Un passato che sembra non passare. A cinquanta anni dall’11 settembre 1973, quando in Cile si compì un violento colpo di stato contro il governo in carica, con a capo il socialista Salvador Allende, che quel giorno si tolse la vita per non consegnarsi ai militari guidati dal generale Augusto Pinochet, il paese, nonostante gli sforzi fatti dopo il ritorno alla democrazia, sembra non aver ancora superato la contrapposizione tra coloro che appoggiarono il golpe e quelli che invece quel giorno videro tradite le loro speranza.

Rapiti, torturati, uccisi, spariti, i numeri della strage perpetrata dagli aguzzini sui concittadini cileni durante la feroce dittatura del generale Augusto Pinochet (1973-1990) sono impressionanti, ma ancora oggi non definitivi. Secondo le più recenti cifre della Commissione della Verità e Riconciliazione, sono oltre 31.000 le vittime di violazioni dei diritti umani durante la dittatura cilena, con 2.125 morti e 1.102 sparizioni riconosciute.
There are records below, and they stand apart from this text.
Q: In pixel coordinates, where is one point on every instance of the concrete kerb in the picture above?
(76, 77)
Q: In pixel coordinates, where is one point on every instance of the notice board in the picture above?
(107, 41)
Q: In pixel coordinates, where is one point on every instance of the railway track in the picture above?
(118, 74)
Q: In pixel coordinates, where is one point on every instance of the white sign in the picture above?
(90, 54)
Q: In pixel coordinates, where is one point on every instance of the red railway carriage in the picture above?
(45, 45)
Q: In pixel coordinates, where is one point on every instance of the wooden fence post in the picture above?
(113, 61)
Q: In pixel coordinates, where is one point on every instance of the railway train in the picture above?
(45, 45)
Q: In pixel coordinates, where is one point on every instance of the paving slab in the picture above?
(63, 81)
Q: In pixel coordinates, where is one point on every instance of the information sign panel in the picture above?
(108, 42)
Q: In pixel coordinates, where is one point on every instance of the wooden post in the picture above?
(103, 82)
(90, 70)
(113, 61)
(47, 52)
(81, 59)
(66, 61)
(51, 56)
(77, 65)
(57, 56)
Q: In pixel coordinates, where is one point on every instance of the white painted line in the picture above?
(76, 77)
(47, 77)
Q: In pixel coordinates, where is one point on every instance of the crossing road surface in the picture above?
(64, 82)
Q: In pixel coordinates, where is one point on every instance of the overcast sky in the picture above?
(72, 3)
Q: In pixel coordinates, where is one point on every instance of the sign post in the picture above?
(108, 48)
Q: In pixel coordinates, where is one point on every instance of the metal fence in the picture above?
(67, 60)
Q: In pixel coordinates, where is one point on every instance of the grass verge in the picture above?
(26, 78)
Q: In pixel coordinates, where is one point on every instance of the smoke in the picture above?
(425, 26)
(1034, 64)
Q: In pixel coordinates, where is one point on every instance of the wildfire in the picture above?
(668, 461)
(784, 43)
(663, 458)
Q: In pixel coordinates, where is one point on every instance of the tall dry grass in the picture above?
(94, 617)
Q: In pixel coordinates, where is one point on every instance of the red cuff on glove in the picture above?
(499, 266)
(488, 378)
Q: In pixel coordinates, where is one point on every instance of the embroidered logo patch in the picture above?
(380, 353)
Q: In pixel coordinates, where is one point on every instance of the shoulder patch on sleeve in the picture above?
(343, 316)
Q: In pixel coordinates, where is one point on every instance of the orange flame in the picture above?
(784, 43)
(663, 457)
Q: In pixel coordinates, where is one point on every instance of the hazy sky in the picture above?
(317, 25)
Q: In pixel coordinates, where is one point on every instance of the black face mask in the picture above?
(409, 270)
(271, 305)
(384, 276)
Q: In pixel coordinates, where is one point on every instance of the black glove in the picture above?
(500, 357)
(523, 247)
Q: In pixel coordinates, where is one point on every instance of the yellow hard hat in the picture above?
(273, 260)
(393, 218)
Molti anche gli esuli che dovettero lasciare il paese, che oggi ricorda questi tragici eventi con manifestazioni che vedono dopo mezzo secolo i cileni divisi tra coloro che pensano che quel giorno Pinochet e i suoi salvarono il paese da una dannosa deriva comunista e quelli che piangono Allende e la morte del suo sogno socialista, che congelò la democrazia in quello che divenne un laboratorio del liberismo in salsa Chicago boys e un baluardo del controllo statunitense sull'America latina, che stava entrando in una fase di dittature che segnarono in modo definitivo l'evoluzione di quest'area del mondo.